Reading this book was like watching the movie Inception. There are a thousand and one threads to keep track of (whose dream are we in now?), and then when I got to the end, I immediately wanted to go back to the beginning and try to collect all the stray pieces of story I missed.
(As you can imagine, I become pretty annoying when watching complicated action movies. I'm the person constantly distracting everyone with questions: Who's that guy? Where are they going? How do those two characters know each other? Wait, what city are they in now? For whatever reason, I suck at picking up on subtle detail in film. Yes, my husband does have the patience of a saint, why do you ask?)

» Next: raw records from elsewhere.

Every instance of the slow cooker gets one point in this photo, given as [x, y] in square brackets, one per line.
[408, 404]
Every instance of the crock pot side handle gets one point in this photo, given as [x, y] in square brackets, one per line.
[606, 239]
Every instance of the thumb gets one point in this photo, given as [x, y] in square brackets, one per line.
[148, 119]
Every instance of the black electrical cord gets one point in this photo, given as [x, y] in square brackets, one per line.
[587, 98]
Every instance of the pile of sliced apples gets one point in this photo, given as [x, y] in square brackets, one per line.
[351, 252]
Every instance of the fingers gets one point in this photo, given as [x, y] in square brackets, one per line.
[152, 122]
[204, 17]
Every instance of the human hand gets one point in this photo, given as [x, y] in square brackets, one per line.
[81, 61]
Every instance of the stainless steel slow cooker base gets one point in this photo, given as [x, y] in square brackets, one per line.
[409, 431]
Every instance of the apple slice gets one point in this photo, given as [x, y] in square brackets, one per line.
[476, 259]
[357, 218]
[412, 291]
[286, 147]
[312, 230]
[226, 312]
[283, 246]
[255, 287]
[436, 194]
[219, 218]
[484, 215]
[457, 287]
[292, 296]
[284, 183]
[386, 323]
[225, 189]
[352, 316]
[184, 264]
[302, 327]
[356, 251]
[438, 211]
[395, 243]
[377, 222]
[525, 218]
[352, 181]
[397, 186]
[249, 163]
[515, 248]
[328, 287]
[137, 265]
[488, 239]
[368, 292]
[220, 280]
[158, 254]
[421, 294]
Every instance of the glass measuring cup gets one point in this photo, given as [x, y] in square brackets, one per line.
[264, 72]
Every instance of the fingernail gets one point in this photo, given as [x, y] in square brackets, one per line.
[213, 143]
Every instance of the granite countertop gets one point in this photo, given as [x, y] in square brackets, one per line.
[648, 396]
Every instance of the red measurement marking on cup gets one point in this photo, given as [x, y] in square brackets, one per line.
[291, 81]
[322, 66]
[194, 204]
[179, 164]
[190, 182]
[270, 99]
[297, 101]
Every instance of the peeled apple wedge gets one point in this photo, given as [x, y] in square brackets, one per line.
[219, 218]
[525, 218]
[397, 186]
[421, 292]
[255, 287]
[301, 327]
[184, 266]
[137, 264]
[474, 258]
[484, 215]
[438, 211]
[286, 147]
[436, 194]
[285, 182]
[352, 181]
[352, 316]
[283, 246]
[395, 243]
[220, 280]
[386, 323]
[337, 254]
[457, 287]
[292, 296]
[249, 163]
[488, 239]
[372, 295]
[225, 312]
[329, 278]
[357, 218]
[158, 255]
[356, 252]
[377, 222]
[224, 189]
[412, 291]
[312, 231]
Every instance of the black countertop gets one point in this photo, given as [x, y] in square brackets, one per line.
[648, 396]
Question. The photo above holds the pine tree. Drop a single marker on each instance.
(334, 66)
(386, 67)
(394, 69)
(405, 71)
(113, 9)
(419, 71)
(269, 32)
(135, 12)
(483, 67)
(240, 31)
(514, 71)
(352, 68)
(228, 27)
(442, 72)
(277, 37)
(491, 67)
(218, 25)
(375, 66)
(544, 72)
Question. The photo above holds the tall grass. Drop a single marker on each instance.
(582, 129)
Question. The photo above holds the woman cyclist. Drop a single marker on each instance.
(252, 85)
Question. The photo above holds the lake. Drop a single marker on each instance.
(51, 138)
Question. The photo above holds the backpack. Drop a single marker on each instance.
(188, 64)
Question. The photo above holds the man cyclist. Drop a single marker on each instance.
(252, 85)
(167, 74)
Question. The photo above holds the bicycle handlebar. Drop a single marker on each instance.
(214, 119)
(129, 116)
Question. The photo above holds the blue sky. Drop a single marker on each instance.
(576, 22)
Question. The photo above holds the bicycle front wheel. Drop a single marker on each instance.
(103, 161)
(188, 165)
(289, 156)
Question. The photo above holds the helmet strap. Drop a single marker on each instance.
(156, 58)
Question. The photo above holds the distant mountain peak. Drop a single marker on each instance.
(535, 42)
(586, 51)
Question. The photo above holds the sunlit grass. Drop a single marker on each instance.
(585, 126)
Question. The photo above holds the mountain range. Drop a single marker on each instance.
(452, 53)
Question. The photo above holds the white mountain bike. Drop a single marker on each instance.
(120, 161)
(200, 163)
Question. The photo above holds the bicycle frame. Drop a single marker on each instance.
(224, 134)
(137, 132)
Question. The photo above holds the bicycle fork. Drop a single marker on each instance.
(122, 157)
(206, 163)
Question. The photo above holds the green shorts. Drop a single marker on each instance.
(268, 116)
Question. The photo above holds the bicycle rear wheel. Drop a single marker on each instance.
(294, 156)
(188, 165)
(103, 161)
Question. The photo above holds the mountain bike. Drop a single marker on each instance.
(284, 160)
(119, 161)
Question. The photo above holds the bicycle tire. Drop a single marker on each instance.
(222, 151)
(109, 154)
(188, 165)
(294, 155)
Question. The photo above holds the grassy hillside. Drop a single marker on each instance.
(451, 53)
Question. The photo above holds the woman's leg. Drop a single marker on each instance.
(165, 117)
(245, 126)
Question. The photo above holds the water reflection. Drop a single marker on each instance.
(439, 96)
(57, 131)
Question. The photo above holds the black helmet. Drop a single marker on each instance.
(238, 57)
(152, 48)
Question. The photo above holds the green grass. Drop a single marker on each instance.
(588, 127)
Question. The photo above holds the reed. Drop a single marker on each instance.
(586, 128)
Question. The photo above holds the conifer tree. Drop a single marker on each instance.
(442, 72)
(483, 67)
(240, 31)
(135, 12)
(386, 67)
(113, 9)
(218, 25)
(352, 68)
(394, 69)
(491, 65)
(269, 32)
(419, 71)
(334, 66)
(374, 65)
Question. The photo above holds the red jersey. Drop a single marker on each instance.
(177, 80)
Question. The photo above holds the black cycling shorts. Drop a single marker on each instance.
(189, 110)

I wish I'd had someone sitting next to me while I was reading Long Division to answer all the questions that cropped up. The premise of the book itself is fairly complex, and the complications only increase as the characters skip back and forth through time.
Yes, time travel! Here's the setup: City Coldson is fourteen years old in 2013 Jackson, Mississippi. After going on a public rant in response to blatant racism at the national “Can You Use the Word in a Sentence Bee,” City becomes an unwitting YouTube celebrity. His mother swiftly exiles him to his grandmother's house in the small town of Melahatchie, MS.
Before he leaves town, City finds a book called Long Division in the principal's office at his school. Drawn to the book partly because it doesn't seem to have an author, City asks if he can borrow it. When he opens it, he finds a story about a teenage boy named City Coldson. But this City Coldson lives in 1985. And, along with his friend and possible love interest Shalaya Crump, he can travel through time using an old hatch hidden in the woods. So the entire book is narrated by City, it's just that 1985 City and 2013 City aren't the same person. Or not exactly the same.
I enjoyed myself the most when I approached this book as science fiction. When I tried to come at it expecting realism, I ended up frustrated, but when I consciously decided to accept whatever came next, I was able to float along with the story's current and enjoy the ride. A hole in the ground that sends you back to 1964 or ahead to 2013? Sure, why not. Black kids dancing with Klan members to Outkast? That makes sense. A talking cat? Bring it on.
What's fascinating, though, is how Laymon uses these sci-fi elements to tell a very realistic story about how it feels to be City Coldson, a black teenager in the South. The passages in which City tries to make sense of the storm of emotions inside him—about the way he is treated at the competition, about his complicated relationship with a rival student, about how his choices now affect the future—are incredibly powerful.
As for the parts of the book I didn't fully grasp, I'm going to assume that's on me and not the author. I just wish I'd had someone to annoy with all my questions.